What Middletown Reads

I am curious about the hands that books have travelled through. I am sad we no longer have due dates stamped into library books. I liked knowing that the book I had selected had been a popular as a pretty debutante for the first year after it arrived in the library, but had since then sat for twenty forlorn years in its place on the shelf, waiting for me to claim it.

At primary school, I could trace books back through their issue slips - when you're nine, the kids who had moved on to high school become like mythic beings. Taking out a book that they had once read was like a connection to adulthood, a promise that I too would soon don a navy blue uniform and stay on the bus into town after the little kids got off.

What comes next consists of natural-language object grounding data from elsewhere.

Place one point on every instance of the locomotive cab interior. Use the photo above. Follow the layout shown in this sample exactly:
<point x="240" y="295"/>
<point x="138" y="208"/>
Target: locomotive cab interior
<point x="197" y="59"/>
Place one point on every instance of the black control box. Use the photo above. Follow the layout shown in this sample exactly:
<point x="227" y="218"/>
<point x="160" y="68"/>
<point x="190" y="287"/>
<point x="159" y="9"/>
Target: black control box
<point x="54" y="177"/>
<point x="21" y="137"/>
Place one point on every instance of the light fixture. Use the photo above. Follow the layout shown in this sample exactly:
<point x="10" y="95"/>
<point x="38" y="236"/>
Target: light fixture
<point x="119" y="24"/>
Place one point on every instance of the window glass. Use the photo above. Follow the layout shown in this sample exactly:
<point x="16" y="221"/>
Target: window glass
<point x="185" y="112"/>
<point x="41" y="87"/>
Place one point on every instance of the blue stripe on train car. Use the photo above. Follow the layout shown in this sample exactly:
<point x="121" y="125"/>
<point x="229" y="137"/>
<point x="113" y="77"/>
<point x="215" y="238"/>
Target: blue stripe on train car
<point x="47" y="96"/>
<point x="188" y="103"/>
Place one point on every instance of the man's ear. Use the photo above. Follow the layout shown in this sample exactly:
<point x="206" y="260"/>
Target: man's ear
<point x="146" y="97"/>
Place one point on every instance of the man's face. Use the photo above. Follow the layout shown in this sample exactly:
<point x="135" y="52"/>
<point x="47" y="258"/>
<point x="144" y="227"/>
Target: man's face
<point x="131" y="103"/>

Today, I believe most libraries discard borrowers records, as a privacy matter. But one collection of small town American borrowers records - from turn-of-the-19th-century Muncie, Indiana, have been digitised and made available online.

In a terrific article on Slate, John Plotz covers what researchers are digging up from the ledgers:

For example, they discovered that fewer than 38 percent of Muncie patrons were blue-collar, though more than 60 percent of Muncie’s families were blue-collar. They also discovered that blue-collar families were significantly more likely to have multiple library cards than white-collar families. With little spare cash to buy books—and with few forms of affordable daily entertainment—the single book permitted out on each card frequently was not enough for a blue-collar family with several avid readers. Blue-collar borrowers were also more likely to borrow classics, or older books, while white-collar readers gravitated to the latest fashionable books: Felsenstein and Connolly speculate this may reflect the availability of older books in the houses of wealthier patrons.

Plotz's essay is more than just your typical data crunching+insight.  It's also the story of how he tries to re-live the reading life of Muncie teenager Louis Bloom, and his searching out of Bloom's descendants. It's a lovely and fascinating article, and perfect for a weekend read.